Truckers who say they can’t afford higher gas prices are expected to strike next week. Fishermen took the hit last week, deciding not to trawl the waters off Italy, with fishing boats along the entire peninsula moored in port.
At current prices, it costs 1,250 euros a day to get boats out of Fiumicino, leaving little room for profit after criss-crossing the sea for cod, sea bass, sea bream, octopus, squid and shrimp, said Pasquale Di Bartolomeo, who leads one of 22 boats out of port near Rome.

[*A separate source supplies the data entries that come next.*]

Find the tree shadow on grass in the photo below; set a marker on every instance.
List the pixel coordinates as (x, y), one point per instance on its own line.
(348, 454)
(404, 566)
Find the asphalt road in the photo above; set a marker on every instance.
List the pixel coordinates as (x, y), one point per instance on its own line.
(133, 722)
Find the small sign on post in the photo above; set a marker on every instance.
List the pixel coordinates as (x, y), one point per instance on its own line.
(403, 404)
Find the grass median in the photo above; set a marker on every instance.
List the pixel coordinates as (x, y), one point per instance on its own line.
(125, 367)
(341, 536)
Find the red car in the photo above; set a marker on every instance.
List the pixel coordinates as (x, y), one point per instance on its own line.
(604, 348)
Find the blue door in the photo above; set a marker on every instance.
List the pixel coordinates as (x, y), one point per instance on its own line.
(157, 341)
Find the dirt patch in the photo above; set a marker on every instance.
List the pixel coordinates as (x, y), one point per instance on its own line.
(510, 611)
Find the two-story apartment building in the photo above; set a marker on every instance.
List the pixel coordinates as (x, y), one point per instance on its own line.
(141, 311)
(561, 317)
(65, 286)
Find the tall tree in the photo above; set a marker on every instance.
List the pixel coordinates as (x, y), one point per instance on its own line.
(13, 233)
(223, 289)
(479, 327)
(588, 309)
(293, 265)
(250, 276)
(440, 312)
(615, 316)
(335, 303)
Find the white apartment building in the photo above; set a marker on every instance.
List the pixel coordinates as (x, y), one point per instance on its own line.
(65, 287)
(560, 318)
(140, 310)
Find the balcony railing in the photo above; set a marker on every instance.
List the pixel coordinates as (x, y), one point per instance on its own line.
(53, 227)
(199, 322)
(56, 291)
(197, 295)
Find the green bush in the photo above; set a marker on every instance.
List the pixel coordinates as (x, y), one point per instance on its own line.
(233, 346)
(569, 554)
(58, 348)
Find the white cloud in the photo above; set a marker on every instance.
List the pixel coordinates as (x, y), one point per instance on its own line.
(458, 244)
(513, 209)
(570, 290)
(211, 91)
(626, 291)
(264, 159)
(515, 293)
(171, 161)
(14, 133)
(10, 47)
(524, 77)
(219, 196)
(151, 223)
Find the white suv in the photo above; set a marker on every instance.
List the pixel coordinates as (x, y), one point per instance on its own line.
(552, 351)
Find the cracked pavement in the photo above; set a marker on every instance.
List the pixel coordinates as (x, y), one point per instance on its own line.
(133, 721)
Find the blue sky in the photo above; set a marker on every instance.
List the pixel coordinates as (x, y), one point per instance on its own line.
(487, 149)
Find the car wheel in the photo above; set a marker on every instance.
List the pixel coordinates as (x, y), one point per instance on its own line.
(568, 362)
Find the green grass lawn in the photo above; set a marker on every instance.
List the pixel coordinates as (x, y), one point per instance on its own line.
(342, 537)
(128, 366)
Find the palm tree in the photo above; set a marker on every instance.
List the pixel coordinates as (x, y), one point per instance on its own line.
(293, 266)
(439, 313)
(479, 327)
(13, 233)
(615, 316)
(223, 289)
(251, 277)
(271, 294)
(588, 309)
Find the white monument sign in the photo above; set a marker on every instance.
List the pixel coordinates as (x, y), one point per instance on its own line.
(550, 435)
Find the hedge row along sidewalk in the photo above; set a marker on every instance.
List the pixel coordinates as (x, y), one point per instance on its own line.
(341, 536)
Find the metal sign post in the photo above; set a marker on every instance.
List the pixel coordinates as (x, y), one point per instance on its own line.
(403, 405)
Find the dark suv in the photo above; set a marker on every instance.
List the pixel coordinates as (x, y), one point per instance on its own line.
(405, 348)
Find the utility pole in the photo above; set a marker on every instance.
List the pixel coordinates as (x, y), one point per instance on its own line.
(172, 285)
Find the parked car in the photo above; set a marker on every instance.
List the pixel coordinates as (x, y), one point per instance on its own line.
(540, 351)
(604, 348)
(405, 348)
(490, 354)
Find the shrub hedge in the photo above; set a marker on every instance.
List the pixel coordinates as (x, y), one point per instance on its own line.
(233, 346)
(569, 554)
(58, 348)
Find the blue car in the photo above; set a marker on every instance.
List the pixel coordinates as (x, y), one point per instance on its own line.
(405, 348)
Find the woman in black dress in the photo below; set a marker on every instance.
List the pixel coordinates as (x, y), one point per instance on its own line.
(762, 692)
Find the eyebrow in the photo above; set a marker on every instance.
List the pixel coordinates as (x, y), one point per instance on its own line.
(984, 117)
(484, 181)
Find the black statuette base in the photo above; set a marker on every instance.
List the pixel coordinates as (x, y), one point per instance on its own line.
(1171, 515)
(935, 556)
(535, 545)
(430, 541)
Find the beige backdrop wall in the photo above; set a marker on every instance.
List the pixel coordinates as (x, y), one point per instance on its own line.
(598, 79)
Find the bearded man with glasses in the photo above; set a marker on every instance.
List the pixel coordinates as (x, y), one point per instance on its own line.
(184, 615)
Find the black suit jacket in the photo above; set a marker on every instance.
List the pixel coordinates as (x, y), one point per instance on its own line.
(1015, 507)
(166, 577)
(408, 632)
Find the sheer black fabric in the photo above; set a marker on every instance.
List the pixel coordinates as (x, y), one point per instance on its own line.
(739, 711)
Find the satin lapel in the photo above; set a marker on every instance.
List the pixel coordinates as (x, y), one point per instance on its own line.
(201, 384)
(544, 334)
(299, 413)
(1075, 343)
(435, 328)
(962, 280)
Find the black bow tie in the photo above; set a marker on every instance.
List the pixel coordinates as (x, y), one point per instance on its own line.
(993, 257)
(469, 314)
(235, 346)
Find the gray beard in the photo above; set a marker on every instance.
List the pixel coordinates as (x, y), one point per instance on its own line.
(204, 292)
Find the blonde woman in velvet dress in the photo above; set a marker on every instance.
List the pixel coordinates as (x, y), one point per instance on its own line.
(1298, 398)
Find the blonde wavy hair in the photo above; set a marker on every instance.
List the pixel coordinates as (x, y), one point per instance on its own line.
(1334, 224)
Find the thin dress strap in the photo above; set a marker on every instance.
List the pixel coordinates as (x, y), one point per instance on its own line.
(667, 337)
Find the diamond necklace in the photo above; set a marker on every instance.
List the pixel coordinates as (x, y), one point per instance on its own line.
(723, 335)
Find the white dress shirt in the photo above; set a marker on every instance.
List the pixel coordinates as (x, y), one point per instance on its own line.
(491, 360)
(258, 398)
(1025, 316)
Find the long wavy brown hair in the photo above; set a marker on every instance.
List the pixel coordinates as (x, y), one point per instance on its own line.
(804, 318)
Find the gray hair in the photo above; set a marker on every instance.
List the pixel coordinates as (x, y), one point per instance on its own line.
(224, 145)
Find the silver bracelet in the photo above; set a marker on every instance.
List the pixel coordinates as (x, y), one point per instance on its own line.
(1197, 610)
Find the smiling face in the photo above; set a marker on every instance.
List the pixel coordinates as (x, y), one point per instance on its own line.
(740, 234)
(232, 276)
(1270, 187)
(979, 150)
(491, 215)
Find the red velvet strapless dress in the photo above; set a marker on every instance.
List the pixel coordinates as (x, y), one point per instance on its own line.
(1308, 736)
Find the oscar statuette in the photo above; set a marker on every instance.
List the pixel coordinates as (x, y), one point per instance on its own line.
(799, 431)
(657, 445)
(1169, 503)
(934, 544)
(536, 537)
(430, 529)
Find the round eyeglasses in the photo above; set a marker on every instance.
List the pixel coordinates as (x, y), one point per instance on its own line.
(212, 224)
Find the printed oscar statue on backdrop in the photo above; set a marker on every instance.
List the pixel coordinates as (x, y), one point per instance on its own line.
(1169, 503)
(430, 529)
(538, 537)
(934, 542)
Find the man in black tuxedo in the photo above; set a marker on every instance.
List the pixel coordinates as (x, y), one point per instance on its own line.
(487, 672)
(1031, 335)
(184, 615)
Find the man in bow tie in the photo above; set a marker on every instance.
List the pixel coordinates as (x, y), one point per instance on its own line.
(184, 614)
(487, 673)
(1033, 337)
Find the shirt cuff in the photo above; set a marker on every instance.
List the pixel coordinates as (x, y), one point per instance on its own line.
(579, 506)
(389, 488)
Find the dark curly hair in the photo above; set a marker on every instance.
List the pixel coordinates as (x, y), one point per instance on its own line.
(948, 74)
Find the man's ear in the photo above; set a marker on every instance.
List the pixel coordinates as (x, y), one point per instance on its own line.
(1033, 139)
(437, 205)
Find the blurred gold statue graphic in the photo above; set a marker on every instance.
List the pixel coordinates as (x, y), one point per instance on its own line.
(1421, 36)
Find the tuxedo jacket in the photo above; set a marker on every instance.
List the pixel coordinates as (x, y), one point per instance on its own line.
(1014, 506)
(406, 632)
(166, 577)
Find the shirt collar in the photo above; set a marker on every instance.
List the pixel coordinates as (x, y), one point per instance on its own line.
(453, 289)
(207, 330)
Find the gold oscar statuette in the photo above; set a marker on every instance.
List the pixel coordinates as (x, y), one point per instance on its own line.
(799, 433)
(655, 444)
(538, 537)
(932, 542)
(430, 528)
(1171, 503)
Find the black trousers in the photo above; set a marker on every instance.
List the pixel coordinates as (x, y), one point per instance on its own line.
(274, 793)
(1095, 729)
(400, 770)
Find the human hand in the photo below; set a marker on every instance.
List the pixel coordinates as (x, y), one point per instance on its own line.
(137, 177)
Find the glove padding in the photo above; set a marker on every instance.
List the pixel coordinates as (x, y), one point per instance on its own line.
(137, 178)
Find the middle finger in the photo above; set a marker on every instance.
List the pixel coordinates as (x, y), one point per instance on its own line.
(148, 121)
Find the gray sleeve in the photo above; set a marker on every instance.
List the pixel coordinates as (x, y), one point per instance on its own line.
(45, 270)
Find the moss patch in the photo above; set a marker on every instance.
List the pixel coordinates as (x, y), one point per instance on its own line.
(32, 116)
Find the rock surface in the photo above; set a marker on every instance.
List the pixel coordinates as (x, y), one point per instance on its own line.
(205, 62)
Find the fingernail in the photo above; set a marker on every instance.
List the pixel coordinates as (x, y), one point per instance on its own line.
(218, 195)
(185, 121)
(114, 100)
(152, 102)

Restaurants, he said, will settle for frozen seafood or farmed fish. He hopes prices will drop so he can return to work.
“The family needs to eat, there are expenses,” said Di Bartolomeo.
Italy decreased its gas consumption from 2010 to 2014, thanks to the addition of subsidized wind and solar power, but dependence on natural gas has started again in recent years by taking polluting coal-fired power plants offline.
They have been replaced mostly by natural gas as renewables have stalled, in part because of Italy’s infamous bureaucracy that has kept many investors away, said Matteo Di Castelnuovo, an energy economist at the Bocconi University of Milan.
“Italy has clearly underestimated the problem of its increased gas consumption in recent years, and with that, its reliance on Russian gas,” he said.
The government has pledged to cut red tape and this week approved six new wind farms that will produce more than 400 megawatts of power. The Minister for Energy Transition, Roberto Cingolani, launched the idea of next-generation nuclear power to a reluctant population.
“Nuclear fusion will not save us from Russian gas,” Di Castelnuovo said, referring to technology that is still decades away.
Italy’s dependence on Russian gas can be reduced most quickly and effectively through simple conservation methods, he said, given the time and investment needed to switch to it. other sources of energy.
This can include measures such as improving the insulation of the house, using more energy-efficient appliances and turning down the thermostat.
“My heating, my thermostat, actually pays for Putin’s missiles and bombs,” Di Castelnuovo said. “It’s good enough for me to lower it 2 degrees and wear a sweater instead.”